Eli Transmission 2 (July 15)
As the rain poured over Kunming, we tidied the Program House for Language Group 4A, sweeping floors, organizing the library, and hanging artwork on the walls. Night fell as we rode public bus to Kunming Station, bag-encumbered—hopefully not blocking the door at every stop! Crowd, x-ray, passport, guard, and we were in the crowded waiting room, which was almost brimming with Lijiang-bound travelers.

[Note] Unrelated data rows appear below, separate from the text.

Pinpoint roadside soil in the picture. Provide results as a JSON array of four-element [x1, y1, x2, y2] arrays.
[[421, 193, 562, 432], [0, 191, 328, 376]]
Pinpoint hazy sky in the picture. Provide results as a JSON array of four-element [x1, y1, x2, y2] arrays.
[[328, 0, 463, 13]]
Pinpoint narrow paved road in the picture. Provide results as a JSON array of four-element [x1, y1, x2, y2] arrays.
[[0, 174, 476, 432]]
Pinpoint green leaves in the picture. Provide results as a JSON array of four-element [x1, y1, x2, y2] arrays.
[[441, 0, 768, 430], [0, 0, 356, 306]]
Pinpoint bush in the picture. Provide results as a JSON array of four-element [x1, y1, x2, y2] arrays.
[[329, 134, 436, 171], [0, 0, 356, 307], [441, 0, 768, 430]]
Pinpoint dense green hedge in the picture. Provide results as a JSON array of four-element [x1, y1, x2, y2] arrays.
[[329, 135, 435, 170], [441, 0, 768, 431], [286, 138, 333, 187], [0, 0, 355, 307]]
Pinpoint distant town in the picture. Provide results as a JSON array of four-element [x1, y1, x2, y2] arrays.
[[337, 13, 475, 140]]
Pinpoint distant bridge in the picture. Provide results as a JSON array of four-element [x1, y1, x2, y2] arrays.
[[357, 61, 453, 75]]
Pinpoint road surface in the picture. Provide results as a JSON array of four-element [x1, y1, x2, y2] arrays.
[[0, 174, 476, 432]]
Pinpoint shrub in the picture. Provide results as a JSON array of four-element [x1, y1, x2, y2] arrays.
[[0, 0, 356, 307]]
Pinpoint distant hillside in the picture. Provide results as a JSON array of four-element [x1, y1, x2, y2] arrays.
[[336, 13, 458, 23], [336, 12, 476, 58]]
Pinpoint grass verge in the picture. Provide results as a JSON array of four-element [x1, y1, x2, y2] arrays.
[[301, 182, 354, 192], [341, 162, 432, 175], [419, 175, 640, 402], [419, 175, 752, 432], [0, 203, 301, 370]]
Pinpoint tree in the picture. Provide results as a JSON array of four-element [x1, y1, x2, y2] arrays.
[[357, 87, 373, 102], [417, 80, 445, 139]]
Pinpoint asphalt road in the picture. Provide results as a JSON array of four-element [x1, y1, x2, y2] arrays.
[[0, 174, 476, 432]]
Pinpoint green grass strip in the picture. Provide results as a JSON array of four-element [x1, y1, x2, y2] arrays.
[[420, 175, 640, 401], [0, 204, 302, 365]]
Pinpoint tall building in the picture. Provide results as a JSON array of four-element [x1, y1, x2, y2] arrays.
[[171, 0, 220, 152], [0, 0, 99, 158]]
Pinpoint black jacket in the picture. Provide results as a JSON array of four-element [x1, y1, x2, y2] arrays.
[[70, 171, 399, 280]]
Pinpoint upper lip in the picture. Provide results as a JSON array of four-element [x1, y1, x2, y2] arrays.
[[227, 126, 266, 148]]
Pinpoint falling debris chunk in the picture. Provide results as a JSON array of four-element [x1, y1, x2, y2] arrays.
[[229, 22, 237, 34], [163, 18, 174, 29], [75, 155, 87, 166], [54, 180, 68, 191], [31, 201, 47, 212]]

When the gates finally opened, the current took us to the platform, where snack vendors were eagerly awaiting our arrival. Their carts overflowed with instant noodle soup, candy, packaged chicken wings, and other sodium-rich零吃, or empty calories. That said, we were also toting more than our fair share of the same kind of snacks. Walking down the platform to Carriage 4, I saw the bunks: three high, and approximately 30 by 75 inches, with comforters so dense, they were almost weighted. We piled into our section, with hands, feet, socks, shoes, bags, and blankets flying every which way, until we inevitably settled down, snug under fifteen pounds of bedding. Marcus and I both independently and simultaneously made our way to the one-piece, stainless steel sink at the car’s end, water amply splashing onto the already slippery floor. Feeling fresh and ready for bed, we returned to our all-to-small beds (Marcus being 6’ 5” and I 6’ 4”), and settled down for a ten-hour’s nap. Or so we thought. For quite some time, the odd incantations of safety announcements in a child’s voice blared, and fluorescent lights glowed almost permanently only about a foot above the top bunk. But then, suddenly, all was dark, and all was silent.
Over straight tracks the Lijiang Express quietly sails.
We disembark, transfer to a few small vans, and wind up the narrow roads to our next adventure: Nanyao.